News
By Luminate

Growing pains for Openness?

Through our work at Omidyar Network we see, on a daily basis, the growing tensions between competing ideals and philosophies. On the one hand there is a growing demand for more openness from governments – for public sector data to be ‘open by default’, releasing data that gives greater transparency on revenues, spending, and service delivery, as well as data that could improve service delivery and fuel new businesses. On the other hand, the Snowden revelations last year and the NHS care.data fiasco have brought new concerns about the overreach of surveillance and the potential for misuse of personal data.

Omidyar Network is a supporter of transparency and accountability and we detect a potential backlash to calls for openness as people grow suspicious of government and private companies’ use and misuse of people’s personal data. This week over 170 experts from government, the private sector, media, think tanks, and pressure groups came together in central London to discuss balancing the default desire for openness against legitimate national security concerns. The event, entitled Open Up?, sought to cultivate better understanding and further discussion on the tensions around openness and privacy.

There is considerable pressure to open up government and open up data. The UK government has taken a commanding lead in this field worldwide, as the chair of the 65-country Open Government Partnership last year. However this reputation has been sullied by the Snowden revelations and, more recently, last week’s suggestions by Richard Hannigan of GCHQ that lawyer-client confidentiality was not immune from surveillance.

These issues were discussed in a lively manner by the privacy, technology, and open government communities – most notably asking what the red lines are in these discussions, what guidance we can give to government, and what the appropriate balance is between the momentum built up around open government.

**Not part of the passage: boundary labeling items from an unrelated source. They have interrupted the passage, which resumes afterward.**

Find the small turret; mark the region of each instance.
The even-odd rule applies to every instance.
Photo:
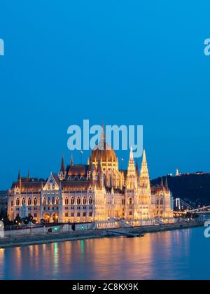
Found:
[[[136,159],[136,174],[137,178],[139,177],[139,164],[138,164],[138,160]]]
[[[162,190],[164,189],[164,185],[163,185],[163,179],[162,179],[162,178],[161,178],[160,187],[162,188]]]
[[[71,163],[70,165],[73,167],[74,165],[74,160],[73,160],[73,153],[71,153]]]
[[[164,188],[167,191],[169,190],[169,186],[168,186],[168,181],[167,181],[167,177],[165,177],[165,183],[164,183]]]
[[[66,171],[65,168],[64,158],[62,156],[62,162],[60,166],[60,169],[59,172],[59,178],[60,180],[64,180],[66,174]]]

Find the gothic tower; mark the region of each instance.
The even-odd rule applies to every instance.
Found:
[[[142,164],[139,177],[140,205],[142,218],[150,218],[151,188],[147,166],[146,152],[144,150]]]
[[[137,188],[136,171],[134,160],[133,149],[130,148],[130,160],[127,168],[126,188],[127,190],[134,190]]]

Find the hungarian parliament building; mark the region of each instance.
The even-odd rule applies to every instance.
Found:
[[[106,142],[92,151],[88,164],[69,164],[62,159],[59,173],[48,180],[23,178],[9,191],[8,214],[10,220],[28,216],[37,223],[139,222],[173,218],[172,197],[167,179],[151,186],[146,152],[141,170],[131,148],[127,170],[119,169],[115,151]]]

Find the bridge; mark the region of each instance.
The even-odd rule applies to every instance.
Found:
[[[210,205],[195,209],[180,198],[176,198],[174,201],[175,202],[175,207],[178,209],[178,211],[174,211],[174,212],[175,215],[186,214],[187,213],[200,214],[210,214]]]

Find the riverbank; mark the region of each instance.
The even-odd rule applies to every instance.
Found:
[[[162,224],[136,227],[127,227],[111,230],[92,230],[76,232],[66,232],[62,233],[48,232],[41,234],[30,234],[15,236],[0,239],[0,248],[9,247],[20,247],[23,246],[43,244],[67,241],[84,240],[113,236],[122,236],[126,232],[135,234],[163,232],[172,230],[183,230],[195,227],[202,227],[204,223],[181,223],[174,224]],[[121,234],[120,234],[121,233]]]

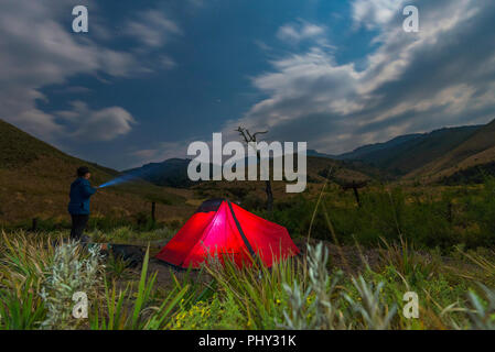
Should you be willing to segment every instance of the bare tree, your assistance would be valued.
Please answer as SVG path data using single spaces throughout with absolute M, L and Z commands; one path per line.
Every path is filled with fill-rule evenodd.
M 243 129 L 239 127 L 236 132 L 239 132 L 240 136 L 244 139 L 246 144 L 249 147 L 249 143 L 256 143 L 258 140 L 259 134 L 266 134 L 268 131 L 261 131 L 256 133 L 250 133 L 248 129 Z M 261 161 L 261 155 L 258 150 L 256 150 L 256 155 L 259 161 Z M 272 211 L 273 210 L 273 193 L 271 191 L 271 180 L 270 177 L 268 177 L 268 180 L 265 182 L 265 193 L 267 194 L 267 210 Z

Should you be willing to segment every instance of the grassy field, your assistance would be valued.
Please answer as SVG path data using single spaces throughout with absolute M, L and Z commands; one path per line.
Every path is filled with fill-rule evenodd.
M 99 229 L 95 242 L 148 246 L 142 267 L 96 248 L 53 245 L 66 230 L 2 232 L 1 329 L 492 329 L 495 182 L 472 187 L 375 185 L 276 202 L 301 257 L 239 270 L 215 261 L 174 272 L 152 258 L 182 224 Z M 259 202 L 262 204 L 261 200 Z M 151 258 L 150 258 L 151 257 Z M 87 319 L 72 317 L 75 292 Z M 419 318 L 403 295 L 419 297 Z

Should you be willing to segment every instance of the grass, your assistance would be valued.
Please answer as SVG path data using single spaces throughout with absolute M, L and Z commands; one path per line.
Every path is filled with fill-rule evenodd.
M 203 268 L 206 285 L 192 272 L 170 273 L 173 284 L 163 289 L 149 271 L 149 251 L 136 279 L 96 277 L 92 273 L 108 270 L 97 253 L 28 237 L 2 234 L 1 329 L 485 329 L 495 323 L 495 292 L 488 288 L 495 262 L 475 252 L 459 250 L 446 266 L 405 241 L 384 242 L 380 261 L 349 275 L 329 265 L 331 255 L 320 242 L 308 248 L 304 260 L 272 268 L 257 261 L 243 268 L 228 258 L 224 265 L 211 262 Z M 466 263 L 478 274 L 466 277 Z M 71 279 L 76 272 L 88 279 Z M 82 283 L 86 292 L 92 287 L 92 304 L 88 319 L 77 321 L 63 301 Z M 419 319 L 401 314 L 410 290 L 420 297 Z M 50 319 L 54 316 L 64 319 Z
M 327 185 L 319 198 L 279 201 L 273 213 L 257 212 L 289 228 L 302 250 L 309 229 L 311 241 L 302 258 L 271 268 L 227 258 L 176 274 L 158 270 L 148 250 L 132 270 L 64 242 L 66 230 L 2 232 L 0 329 L 493 329 L 494 193 L 493 179 L 472 188 L 373 186 L 357 207 Z M 88 234 L 142 245 L 175 230 L 94 224 Z M 83 282 L 90 305 L 76 321 L 67 302 Z M 408 292 L 418 295 L 418 319 L 402 312 Z

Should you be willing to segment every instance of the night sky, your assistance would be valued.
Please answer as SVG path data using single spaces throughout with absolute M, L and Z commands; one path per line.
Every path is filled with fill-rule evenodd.
M 0 118 L 118 169 L 238 125 L 337 154 L 495 119 L 494 20 L 493 0 L 2 0 Z

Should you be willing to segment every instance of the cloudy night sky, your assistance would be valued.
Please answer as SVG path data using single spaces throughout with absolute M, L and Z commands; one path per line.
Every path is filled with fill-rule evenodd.
M 2 0 L 0 31 L 0 118 L 117 169 L 238 125 L 337 154 L 495 119 L 493 0 Z

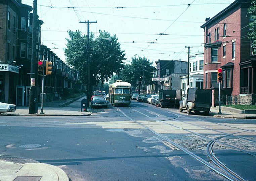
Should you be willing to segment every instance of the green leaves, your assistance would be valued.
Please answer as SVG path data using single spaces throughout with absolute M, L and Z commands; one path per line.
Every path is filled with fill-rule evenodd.
M 248 9 L 250 14 L 249 23 L 251 31 L 248 33 L 249 39 L 256 41 L 256 0 L 252 0 L 252 5 Z

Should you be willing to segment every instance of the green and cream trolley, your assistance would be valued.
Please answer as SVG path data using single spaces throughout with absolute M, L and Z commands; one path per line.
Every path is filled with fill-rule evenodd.
M 128 106 L 132 101 L 131 88 L 129 83 L 117 80 L 109 85 L 109 102 L 114 106 Z

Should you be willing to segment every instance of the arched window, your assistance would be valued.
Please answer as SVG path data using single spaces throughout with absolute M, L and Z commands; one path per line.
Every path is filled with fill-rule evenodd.
M 217 40 L 219 40 L 219 27 L 217 28 Z
M 224 23 L 224 25 L 223 26 L 223 36 L 224 37 L 226 36 L 226 33 L 227 31 L 227 24 L 225 23 Z
M 211 32 L 209 33 L 209 35 L 208 35 L 209 37 L 208 38 L 208 43 L 211 43 Z

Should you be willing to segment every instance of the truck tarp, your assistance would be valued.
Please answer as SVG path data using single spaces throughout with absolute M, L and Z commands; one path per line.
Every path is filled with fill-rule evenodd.
M 188 101 L 201 103 L 211 102 L 211 90 L 209 89 L 189 88 L 187 100 Z

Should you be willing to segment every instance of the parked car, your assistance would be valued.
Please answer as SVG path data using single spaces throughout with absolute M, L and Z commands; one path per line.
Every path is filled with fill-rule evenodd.
M 150 96 L 151 95 L 151 94 L 148 94 L 146 96 L 146 97 L 145 97 L 144 98 L 142 98 L 142 99 L 143 100 L 143 102 L 145 103 L 147 103 L 147 99 L 150 97 Z
M 91 99 L 91 100 L 92 100 L 92 98 L 94 96 L 103 96 L 103 93 L 102 93 L 102 92 L 99 90 L 95 90 L 95 91 L 93 91 L 93 92 L 92 93 L 92 97 Z
M 132 96 L 132 99 L 133 100 L 136 100 L 136 98 L 137 96 L 139 95 L 138 93 L 134 93 Z
M 14 112 L 16 110 L 16 105 L 0 102 L 0 114 L 7 112 Z
M 148 103 L 148 104 L 152 104 L 152 99 L 154 99 L 155 97 L 157 95 L 151 95 L 150 96 L 150 97 L 147 98 L 147 102 Z
M 109 104 L 109 102 L 106 100 L 104 96 L 98 96 L 92 98 L 91 104 L 92 108 L 99 107 L 108 108 L 108 104 Z
M 158 106 L 158 96 L 156 96 L 154 98 L 151 100 L 153 105 L 156 105 Z
M 109 101 L 109 94 L 108 94 L 106 96 L 106 99 Z
M 143 98 L 146 97 L 147 95 L 145 94 L 139 94 L 136 97 L 136 100 L 139 102 L 143 101 Z

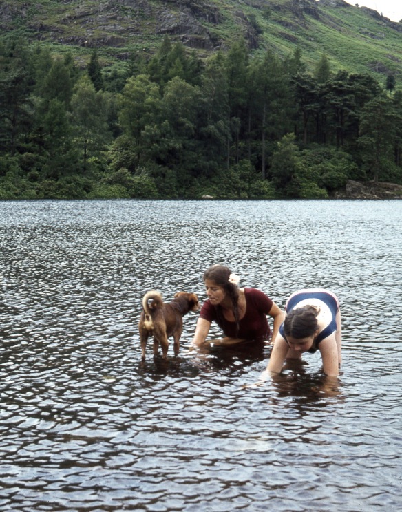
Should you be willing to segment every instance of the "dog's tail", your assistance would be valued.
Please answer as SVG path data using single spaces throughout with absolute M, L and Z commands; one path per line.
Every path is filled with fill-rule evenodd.
M 142 308 L 144 308 L 145 322 L 144 325 L 147 329 L 154 328 L 152 321 L 152 312 L 160 309 L 163 306 L 163 299 L 159 292 L 151 290 L 146 293 L 142 298 Z

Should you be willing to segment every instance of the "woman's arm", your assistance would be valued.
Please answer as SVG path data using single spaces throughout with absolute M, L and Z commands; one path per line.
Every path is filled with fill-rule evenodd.
M 266 370 L 271 373 L 280 373 L 289 348 L 283 336 L 278 333 L 271 353 Z
M 271 341 L 271 345 L 273 345 L 279 332 L 279 327 L 285 319 L 285 312 L 282 311 L 282 309 L 275 303 L 275 302 L 273 302 L 272 308 L 270 309 L 268 314 L 273 319 L 273 328 L 272 330 L 272 339 Z
M 335 334 L 327 337 L 318 345 L 322 358 L 324 372 L 328 376 L 339 374 L 339 354 Z
M 209 332 L 209 328 L 211 327 L 211 322 L 206 320 L 204 318 L 200 317 L 197 320 L 197 326 L 195 327 L 195 332 L 194 333 L 194 338 L 193 339 L 193 343 L 197 347 L 200 347 L 205 343 L 208 333 Z

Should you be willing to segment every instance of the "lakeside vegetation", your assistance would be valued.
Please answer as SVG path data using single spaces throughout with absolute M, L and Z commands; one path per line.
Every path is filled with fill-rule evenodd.
M 308 71 L 299 47 L 240 38 L 200 59 L 166 37 L 117 72 L 92 52 L 0 45 L 0 199 L 328 198 L 347 180 L 402 183 L 393 74 Z

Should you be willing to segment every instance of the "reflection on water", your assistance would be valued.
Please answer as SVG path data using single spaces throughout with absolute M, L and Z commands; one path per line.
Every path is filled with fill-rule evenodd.
M 343 511 L 401 504 L 398 201 L 0 202 L 0 507 Z M 249 387 L 271 348 L 140 359 L 141 298 L 204 297 L 229 264 L 284 306 L 341 303 L 318 356 Z M 213 330 L 218 337 L 219 331 Z

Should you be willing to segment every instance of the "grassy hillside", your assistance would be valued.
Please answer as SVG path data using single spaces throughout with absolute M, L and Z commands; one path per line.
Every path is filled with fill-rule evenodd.
M 311 70 L 325 54 L 333 70 L 402 81 L 402 23 L 343 0 L 2 0 L 0 41 L 12 33 L 71 50 L 83 65 L 93 47 L 110 65 L 149 56 L 167 34 L 201 56 L 242 34 L 256 52 L 300 47 Z

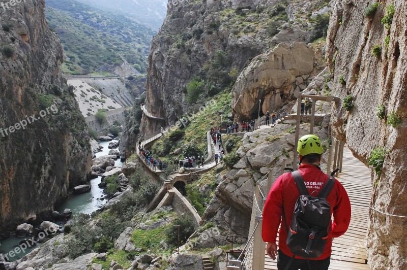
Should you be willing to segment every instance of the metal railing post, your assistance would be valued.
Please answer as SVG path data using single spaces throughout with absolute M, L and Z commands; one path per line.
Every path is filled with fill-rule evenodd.
M 294 154 L 293 160 L 293 167 L 295 167 L 297 164 L 298 157 L 297 155 L 297 146 L 298 144 L 298 140 L 300 139 L 300 124 L 301 121 L 301 94 L 297 99 L 297 125 L 296 126 L 296 139 L 294 142 Z
M 256 223 L 258 223 L 254 232 L 254 242 L 253 243 L 253 262 L 252 269 L 264 269 L 264 263 L 266 259 L 266 243 L 261 237 L 261 229 L 263 224 L 263 218 L 261 216 L 256 216 L 254 218 Z
M 338 150 L 339 148 L 339 141 L 335 139 L 335 154 L 334 154 L 334 164 L 332 167 L 332 171 L 335 171 L 337 168 L 335 167 L 336 166 L 336 161 L 338 160 Z

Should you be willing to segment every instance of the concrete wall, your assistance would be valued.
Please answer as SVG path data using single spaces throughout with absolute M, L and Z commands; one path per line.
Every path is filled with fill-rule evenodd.
M 197 226 L 199 226 L 201 219 L 195 208 L 192 207 L 188 200 L 176 188 L 171 190 L 174 191 L 174 197 L 171 205 L 172 208 L 179 215 L 184 214 L 187 217 L 192 218 L 195 225 Z
M 126 117 L 124 115 L 124 108 L 120 108 L 115 110 L 111 110 L 105 112 L 107 123 L 101 125 L 96 120 L 95 115 L 91 115 L 85 117 L 85 121 L 88 123 L 88 126 L 96 131 L 98 134 L 103 132 L 106 128 L 111 126 L 115 120 L 119 121 L 121 123 L 124 124 Z

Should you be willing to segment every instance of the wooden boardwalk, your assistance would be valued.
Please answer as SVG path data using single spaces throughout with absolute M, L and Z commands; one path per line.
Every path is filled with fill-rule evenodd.
M 370 269 L 365 243 L 371 195 L 370 171 L 353 156 L 345 146 L 342 173 L 336 178 L 346 190 L 352 204 L 351 224 L 346 232 L 336 238 L 329 269 Z M 265 269 L 276 269 L 276 260 L 266 255 Z M 253 269 L 254 270 L 254 269 Z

In a post Snowden world, the tension between overreaching intrusion and the need to protect citizens from threats of terrorism through surveillance has risen to the top of policy conversations and into the public consciousness. With national security often cited as a “get out of jail free card” by governments following requests to be more transparent, it is clear that this is too often the easiest and yet most problematic response, especially in an environment in which there is a deficit in trust in public institutions.

The growing role of social media in society has made the trade-offs between privacy and openness all the more acute. In a world where people voluntarily ‘share’ huge amounts of data there is some evidence to suggest that many people are unconcerned about government surveillance. However, once presented with the amounts of data that we ‘involuntarily’ share with private companies and that are bounced back to us through marketing ‘recommendations’, people are uneasy. Even amongst an expert community, polls throughout the day demonstrated a combination of apathy and lack of technical knowledge; the use of encryption and other ‘protective’ measures is still in its infancy. In addition, the tension between the commodification of personal data versus the personal prerogatives as to how that data is used was clear, and remains an unresolved but ongoing issue.

In a provocative final session that looked at the role of open data in the private sector, the distinction between private and public sector openness was clear. Panellists pointed out that, whilst corporations do not feel compelled to publish transparency reports, governments do. In the interests of openness, there must be greater oversight of companies’ use of personal data, perhaps even underpinned in statute. A speaker representing Facebook accepted that the organisation was on a journey towards transparency, but that that journey has not yet reached its final destination.

The purpose of Open Up? was to bring communities together that are interested in the topics of open data and privacy - and to build the conversation. Several key themes emerged: First, the need to refine and communicate the definition of open data; the open data community should be challenged to adopt more coherent definitions. Also highlighted was the distinction between transparency and power, with Sunil Abraham of the Centre for Internet and Society indicating that transparency should be proportional to power - and privacy inversely so. Another key message was the need for strengthening of digital and technological literacy – both for children beginning to share personal information on social media and for everyone to understand more what data is being collected about them and how it could be used. Finally, there was the recognition that priorities and problems around openness and privacy vary by geographic and political context.

With these huge issues sparking a range of opinions across the spectrum of the debate, it is vital that the conversation is broadened to capture the ideal of openness in public life.